Contamination of potable groundwater by leaking CO2 is a potential risk of carbon sequestration. With the help of a field experiment, we investigated whether surface monitoring of direct current (DC) electric resistivity and induced polarization (IP) could detect geochemical changes induced by CO2 in a shallow aquifer. For this purpose, we injected CO2 at depths of 5 and 10 m and monitored its migration using 320 electrodes on a 126×25m surface grid. Measured resistances and IP decay curves found a clear signal associated with the injected CO2 and rebounded to preinjection values after the end of the injection. Full-decay 2D DC-IP inversion was used to invert for the subsurface distribution in Cole-Cole parameters and changes to these parameter fields over time. The time-lapse inversions found plumes of decreased resistivity and increased normalized chargeability. The two plumes were of different shapes, with the resistivity anomaly being larger. Comparison with measurements of electric conductivity and aluminum (Al) concentrations indicated that two geochemical processes were imaged.

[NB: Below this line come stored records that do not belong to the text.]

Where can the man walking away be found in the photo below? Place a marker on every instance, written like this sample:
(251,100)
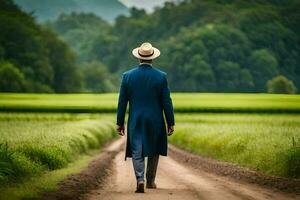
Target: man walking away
(146,89)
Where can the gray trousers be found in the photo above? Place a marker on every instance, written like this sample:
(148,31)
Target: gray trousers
(139,167)
(138,161)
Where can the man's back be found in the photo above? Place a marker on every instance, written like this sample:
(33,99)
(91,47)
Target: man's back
(146,89)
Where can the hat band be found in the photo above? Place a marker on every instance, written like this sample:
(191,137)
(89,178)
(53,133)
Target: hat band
(146,55)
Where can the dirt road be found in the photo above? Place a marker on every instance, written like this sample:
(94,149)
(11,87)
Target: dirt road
(177,181)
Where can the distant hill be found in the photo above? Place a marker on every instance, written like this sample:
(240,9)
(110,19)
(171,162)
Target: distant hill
(50,9)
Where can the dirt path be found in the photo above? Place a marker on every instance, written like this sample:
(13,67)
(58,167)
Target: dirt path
(176,181)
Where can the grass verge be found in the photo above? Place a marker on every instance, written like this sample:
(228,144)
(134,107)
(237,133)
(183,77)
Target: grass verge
(267,143)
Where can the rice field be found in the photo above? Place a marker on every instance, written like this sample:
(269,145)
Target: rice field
(46,132)
(269,143)
(31,144)
(183,103)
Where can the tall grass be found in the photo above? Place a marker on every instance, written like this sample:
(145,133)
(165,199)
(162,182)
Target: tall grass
(36,143)
(267,143)
(183,102)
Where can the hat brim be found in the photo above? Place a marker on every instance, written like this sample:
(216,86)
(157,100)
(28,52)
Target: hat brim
(136,54)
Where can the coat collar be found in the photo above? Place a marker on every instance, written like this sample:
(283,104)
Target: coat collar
(145,65)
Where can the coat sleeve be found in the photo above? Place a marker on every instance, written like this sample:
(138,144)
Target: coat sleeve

We interpreted the change in resistivity to be associated with the increase in free ions directly caused by the dissolution of CO2, whereas the change in normalized chargeability was most likely linked to persistent acidification and best indicated by Al concentrations. The results highlight the potential for monitoring of field scale geochemical changes by means of surface DC-IP measurements. Especially the different developments of the DC resistivity and normalized chargeability anomalies and the different associated geochemical processes highlight the added value of IP to resistivity monitoring.